Question

How many grams of NaCl are required to prepare 985 mL of 0.77M NaCl solution?

Answer 1

Attempt this question with the concept of molarity as the question provides us the information about the solution's molar concentration.

Formula used: We will use molar concentration (molarity) formula which is as follows:-
$M=\dfrac{n}{V}$

Complete step-by-step answer: We know that molarity is defined as a number of moles of solute per liter of solution. In other words, it should be said as a measure of the concentration of a chemical species, generally a solute in a solution, in terms of the amount of the substance per unit volume of solution.
Mathematically, $M=\dfrac{n}{V}$
Here, M = molarity of the solution or molar concentration
n= moles of solute
V= volume of solution in Liters
We are provided with 0.77M solution, which means 0.77 moles of NaCl in 1L solution. But desired solution is 985 mL which is equivalent to 0.985L (as $985mL\cdot \dfrac{1\text{ }L}{{{10}^{3}}mL}=0.985\text{ }L$ )
which means number of moles of NaCl in 0.985 mL:-
=$0.985L\cdot \dfrac{0.77\text{ }moles\text{ }NaCl}{1L\text{ }}=0.75845\text{ }moles\text{ }NaCl$
The molar mass of sodium chloride is $58.44gmo{{l}^{-1}}$ which also implies that 1 mole of sodium chloride has a mass of 58.44g.

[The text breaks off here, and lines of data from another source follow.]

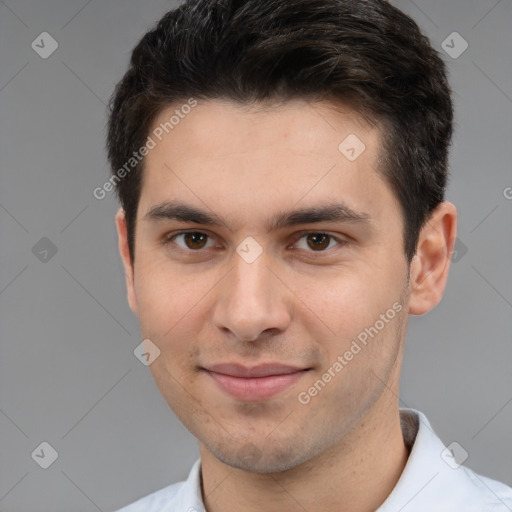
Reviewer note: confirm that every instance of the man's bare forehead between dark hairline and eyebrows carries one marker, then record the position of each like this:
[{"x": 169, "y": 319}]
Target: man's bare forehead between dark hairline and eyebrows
[{"x": 263, "y": 155}]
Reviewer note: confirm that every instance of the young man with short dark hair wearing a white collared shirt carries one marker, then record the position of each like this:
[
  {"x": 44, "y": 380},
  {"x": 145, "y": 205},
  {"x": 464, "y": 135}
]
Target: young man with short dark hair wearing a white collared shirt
[{"x": 281, "y": 168}]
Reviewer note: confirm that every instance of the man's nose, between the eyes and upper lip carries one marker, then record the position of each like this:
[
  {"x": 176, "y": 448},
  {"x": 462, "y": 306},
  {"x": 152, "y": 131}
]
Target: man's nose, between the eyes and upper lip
[{"x": 252, "y": 300}]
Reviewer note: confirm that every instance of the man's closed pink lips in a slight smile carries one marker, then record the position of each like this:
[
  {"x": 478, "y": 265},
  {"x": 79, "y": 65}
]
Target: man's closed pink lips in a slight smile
[{"x": 257, "y": 383}]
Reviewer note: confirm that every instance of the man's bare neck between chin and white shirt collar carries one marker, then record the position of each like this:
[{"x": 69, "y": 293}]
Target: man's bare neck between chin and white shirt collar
[{"x": 356, "y": 475}]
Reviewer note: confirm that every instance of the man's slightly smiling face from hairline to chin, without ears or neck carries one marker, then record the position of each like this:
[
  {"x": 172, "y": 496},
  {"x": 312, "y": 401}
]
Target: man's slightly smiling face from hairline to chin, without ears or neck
[{"x": 294, "y": 297}]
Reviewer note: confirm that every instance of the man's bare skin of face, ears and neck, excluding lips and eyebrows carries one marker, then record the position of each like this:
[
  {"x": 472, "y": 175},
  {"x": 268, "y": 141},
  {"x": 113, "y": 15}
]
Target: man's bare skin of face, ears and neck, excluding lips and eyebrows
[{"x": 201, "y": 303}]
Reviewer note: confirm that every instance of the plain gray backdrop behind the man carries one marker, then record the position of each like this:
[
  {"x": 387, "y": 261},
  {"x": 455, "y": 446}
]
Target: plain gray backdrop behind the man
[{"x": 68, "y": 375}]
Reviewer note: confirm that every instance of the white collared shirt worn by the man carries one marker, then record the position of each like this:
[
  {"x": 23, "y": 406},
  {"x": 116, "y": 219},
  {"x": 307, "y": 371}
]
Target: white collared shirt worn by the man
[{"x": 432, "y": 481}]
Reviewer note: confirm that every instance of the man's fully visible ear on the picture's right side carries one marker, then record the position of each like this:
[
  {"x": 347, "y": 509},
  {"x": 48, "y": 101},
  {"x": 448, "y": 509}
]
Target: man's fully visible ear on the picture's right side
[{"x": 431, "y": 263}]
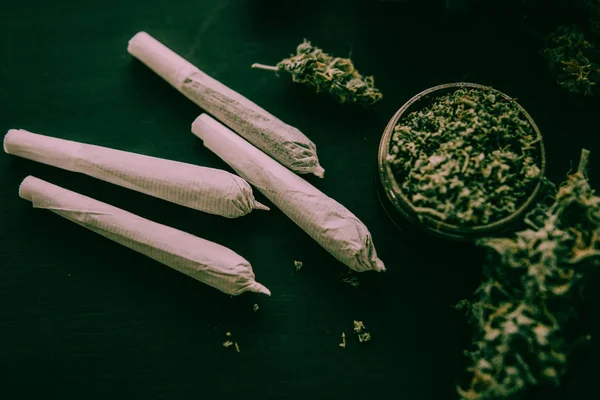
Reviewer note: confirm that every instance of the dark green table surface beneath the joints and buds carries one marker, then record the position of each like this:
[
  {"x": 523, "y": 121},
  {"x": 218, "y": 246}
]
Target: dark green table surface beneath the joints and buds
[{"x": 83, "y": 318}]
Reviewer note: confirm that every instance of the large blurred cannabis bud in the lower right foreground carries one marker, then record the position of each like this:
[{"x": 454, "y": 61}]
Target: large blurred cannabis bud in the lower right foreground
[{"x": 521, "y": 310}]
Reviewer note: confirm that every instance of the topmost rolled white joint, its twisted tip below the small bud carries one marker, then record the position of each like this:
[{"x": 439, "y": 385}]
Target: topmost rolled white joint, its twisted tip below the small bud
[{"x": 283, "y": 142}]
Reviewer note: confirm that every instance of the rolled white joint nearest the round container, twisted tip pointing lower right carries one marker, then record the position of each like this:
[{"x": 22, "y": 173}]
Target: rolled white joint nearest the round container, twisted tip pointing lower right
[{"x": 328, "y": 222}]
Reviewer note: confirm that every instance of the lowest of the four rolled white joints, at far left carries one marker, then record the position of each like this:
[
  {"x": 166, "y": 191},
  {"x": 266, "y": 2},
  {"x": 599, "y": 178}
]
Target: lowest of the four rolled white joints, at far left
[{"x": 208, "y": 262}]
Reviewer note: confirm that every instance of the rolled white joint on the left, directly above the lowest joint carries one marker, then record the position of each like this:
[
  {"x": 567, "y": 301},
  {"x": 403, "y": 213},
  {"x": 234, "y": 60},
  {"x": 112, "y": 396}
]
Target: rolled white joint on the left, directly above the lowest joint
[{"x": 206, "y": 189}]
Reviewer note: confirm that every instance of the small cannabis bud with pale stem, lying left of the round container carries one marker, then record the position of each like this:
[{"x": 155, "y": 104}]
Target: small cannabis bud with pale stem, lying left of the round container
[{"x": 336, "y": 76}]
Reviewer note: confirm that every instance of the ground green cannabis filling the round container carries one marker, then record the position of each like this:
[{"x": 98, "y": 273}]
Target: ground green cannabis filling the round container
[{"x": 468, "y": 158}]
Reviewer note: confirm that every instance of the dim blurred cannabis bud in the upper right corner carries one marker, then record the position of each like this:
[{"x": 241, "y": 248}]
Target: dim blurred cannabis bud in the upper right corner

Since we have $0.75845\text{ }moles\text{ }NaCl$, so the mass of NaCl is equivalent to:-
$0.75845\text{ }moles\cdot \dfrac{58.44\text{ }g}{1\text{ }mole\text{ }}=44g$
Therefore, 44 grams of NaCl is required to prepare 985 mL of 0.77M NaCl solution

Note: We can also use the following formula to calculate the mass of NaCl:-
$M=\dfrac{\text{mass of NaCl in gram}}{\text{Molar mass of NaCl}}\times \dfrac{1000}{V(in\text{ mL})}$
$0.77M=\dfrac{\text{mass of NaCl in gram}}{58.44g}\times \dfrac{1000}{985mL}$
Mass of NaCl = 44 grams.
-Kindly remember to accordingly convert units and use them in the formula as required to get the correct result.